- Poster presentation
- Open Access
EPIDEMIA - An EcoHealth Informatics System for integrated forecasting of malaria epidemics
Malaria Journalvolume 13, Article number: P92 (2014)
Advance information about the timing and locations of malaria epidemics can facilitate the targeting of resources for prevention and emergency response. However, predictions must be accurate to ensure that potential outbreaks are not missed and resources are not wasted responding to predicted outbreaks that do not occur. Early warning systems based on environmental monitoring can identify critical risk factors before an epidemic actually starts, but their accuracy is constrained by the influences of non-climatic factors on malaria transmission. In contrast, early detection of malaria epidemics based on epidemiological surveillance can be more reliable because it is conditioned on direct observations, but offers limited lead time and requires timely and accurate surveillance data. Ideally, a malaria forecasting system that combines elements of environmental monitoring and malaria case surveillance would be able to leverage the strengths and minimize the limitations of each approach. However, the potential for integration has been hindered by a dearth of established techniques and available tools for assimilating multiple data streams from malaria surveillance and environmental monitoring.

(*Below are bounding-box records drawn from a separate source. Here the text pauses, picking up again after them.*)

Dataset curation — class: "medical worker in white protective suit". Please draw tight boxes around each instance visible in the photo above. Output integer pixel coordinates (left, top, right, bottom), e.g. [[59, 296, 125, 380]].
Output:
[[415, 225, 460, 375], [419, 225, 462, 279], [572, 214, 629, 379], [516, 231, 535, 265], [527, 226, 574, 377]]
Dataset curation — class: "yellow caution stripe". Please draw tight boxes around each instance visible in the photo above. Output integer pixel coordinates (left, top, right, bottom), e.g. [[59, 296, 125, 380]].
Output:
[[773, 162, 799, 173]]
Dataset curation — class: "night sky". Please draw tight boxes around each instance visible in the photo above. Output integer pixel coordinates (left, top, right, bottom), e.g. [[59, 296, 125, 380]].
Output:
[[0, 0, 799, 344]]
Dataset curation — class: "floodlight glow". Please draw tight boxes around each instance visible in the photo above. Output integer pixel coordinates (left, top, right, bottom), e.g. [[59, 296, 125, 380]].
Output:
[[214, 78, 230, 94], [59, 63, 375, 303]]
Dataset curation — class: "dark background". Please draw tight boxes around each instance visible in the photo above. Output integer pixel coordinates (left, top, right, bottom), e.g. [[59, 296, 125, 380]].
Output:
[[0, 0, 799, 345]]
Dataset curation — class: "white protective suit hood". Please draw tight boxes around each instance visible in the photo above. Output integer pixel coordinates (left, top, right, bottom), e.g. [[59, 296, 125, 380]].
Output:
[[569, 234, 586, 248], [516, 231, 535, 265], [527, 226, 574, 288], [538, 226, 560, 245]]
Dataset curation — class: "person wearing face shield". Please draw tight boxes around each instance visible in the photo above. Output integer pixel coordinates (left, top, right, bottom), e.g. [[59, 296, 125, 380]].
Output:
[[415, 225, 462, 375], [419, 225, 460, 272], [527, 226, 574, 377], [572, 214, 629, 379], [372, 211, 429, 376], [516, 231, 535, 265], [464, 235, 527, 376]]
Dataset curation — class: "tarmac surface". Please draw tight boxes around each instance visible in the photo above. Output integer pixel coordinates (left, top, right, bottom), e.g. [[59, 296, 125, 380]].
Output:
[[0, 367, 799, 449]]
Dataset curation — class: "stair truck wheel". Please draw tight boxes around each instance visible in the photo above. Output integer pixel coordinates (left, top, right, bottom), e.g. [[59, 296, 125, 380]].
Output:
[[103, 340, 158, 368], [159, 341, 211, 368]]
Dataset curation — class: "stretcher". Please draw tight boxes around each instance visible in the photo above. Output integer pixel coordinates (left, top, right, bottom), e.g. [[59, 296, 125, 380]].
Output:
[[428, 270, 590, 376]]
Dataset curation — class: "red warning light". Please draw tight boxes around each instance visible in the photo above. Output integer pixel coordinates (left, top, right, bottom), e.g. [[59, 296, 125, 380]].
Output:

In response to this need, we are developing the Epidemic Prognosis Incorporating Disease and Environmental Monitoring for Integrated Assessment (EPIDEMIA) computer system. EPIDEMIA will incorporate software for integrating and processing environmental and epidemiological data from multiple sources, data assimilation techniques that continually update models and forecasts, and a web-based interface that will make the resulting information useful to public health decision makers. The system will be tested by implementing it in the Amhara Region of Ethiopia in collaboration with local stakeholders in the NGO and Public Health sectors. We have conducted an initial co-design workshop in July 2014, with a requirements analysis that identified the main use cases for the public health community and the data requirements for the modelers. Future work will involve a cycle of implementation, training, usability testing, and continuous system development. This innovative translational bioinformatics approach will allow us to assess the practical effectiveness of the tools and continually upgrade and improve the technologies.